You can receive an automated notice from your bank when a customer makes this request. This notification is an essential line of defense when it comes to predictive chargeback reduction measures. Moreover, you should take note of the customer behavior associated with it.
Understanding the root causes is key for preventing chargebacks in the future. It’s good practice to reach out to customers directly and provide customer support to help answer any questions they have. Furthermore, use the outreach as an opportunity to obtain feedback regarding your products, shipping, or billing processes. You may find that a recurring reason for retrieval requests can be easily solved.
For example, if you utilize a subscription billing model it’s more likely your chargeback rates will be higher. This is because customer’s can forget their charge is automated each month or year, and as a result not recognize a transaction on their statement. In some cases, they will want a complete refund. Be sure to respond to each custom at the onset of a retrieval request.
The best way to lower chargebacks after seeing this indicator is to offer a refund. This will prevent the chargeback process completely, and although you’re losing a sale, it’s better for merchants who may be approaching a chargeback threshold.
Additionally, your brand reputation will improve if the refund process is simple and friendly. Customers who aren’t happy with a product have many options when it comes to leaving reviews and damaging the credibility of your business. Refunds allow customers the quickest path toward resolution when they feel they have made a misinformed or unjustified purchase.

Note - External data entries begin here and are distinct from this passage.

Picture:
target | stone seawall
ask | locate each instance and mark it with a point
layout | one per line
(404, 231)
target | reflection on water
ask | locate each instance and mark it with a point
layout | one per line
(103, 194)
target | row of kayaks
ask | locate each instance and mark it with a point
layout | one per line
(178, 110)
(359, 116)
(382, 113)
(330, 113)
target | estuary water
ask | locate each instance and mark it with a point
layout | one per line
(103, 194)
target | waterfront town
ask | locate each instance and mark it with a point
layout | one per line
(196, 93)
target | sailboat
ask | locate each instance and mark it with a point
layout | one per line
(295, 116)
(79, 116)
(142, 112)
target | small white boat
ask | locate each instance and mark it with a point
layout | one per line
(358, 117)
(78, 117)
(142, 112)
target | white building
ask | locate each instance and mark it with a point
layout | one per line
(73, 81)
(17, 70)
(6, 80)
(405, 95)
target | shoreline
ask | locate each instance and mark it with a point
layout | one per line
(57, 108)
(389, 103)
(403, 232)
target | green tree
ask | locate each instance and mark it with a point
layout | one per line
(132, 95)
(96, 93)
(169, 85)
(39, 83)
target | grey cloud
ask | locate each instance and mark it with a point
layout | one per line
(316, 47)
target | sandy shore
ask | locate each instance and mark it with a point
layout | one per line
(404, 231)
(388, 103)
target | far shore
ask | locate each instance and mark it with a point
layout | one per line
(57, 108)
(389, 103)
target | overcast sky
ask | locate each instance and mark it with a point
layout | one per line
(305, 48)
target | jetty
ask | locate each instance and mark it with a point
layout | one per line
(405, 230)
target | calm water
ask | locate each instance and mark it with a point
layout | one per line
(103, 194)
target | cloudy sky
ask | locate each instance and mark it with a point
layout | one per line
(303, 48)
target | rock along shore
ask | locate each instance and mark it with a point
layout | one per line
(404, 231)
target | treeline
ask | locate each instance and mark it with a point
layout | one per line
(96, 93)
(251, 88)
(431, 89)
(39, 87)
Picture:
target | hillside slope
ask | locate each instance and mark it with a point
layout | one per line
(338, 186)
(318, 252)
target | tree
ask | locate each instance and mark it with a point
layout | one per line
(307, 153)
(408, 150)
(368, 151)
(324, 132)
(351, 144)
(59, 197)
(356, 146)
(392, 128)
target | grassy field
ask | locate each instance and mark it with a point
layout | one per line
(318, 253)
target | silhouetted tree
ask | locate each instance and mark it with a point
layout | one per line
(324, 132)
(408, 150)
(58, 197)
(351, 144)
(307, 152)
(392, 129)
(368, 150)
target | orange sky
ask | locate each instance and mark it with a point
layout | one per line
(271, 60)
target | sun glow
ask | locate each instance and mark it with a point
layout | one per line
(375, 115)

Once you exceed your bank’s allotted chargeback percentage, then you may be at risk of losing your merchant account. If you lose your merchant account then you’ll have no means of accepting payments from customers who want to use credit cards. In that case, there are other merchant account providers who you will have to open a business bank account with.
The downside is that your new payment processor should be made aware of your previous chargeback rates. In turn, you’ll need to seek out a high risk merchant account due to your transaction history. They’ll most likely ask you to have a high amount in a reserve account so they can balance the risk of future chargebacks or other payment reversals.
A soft chargeback is simply another name for a retrieval request. It gets this name because the bank recognizes it as a precursor to a dispute, but it does not harm your account like a standard chargeback would.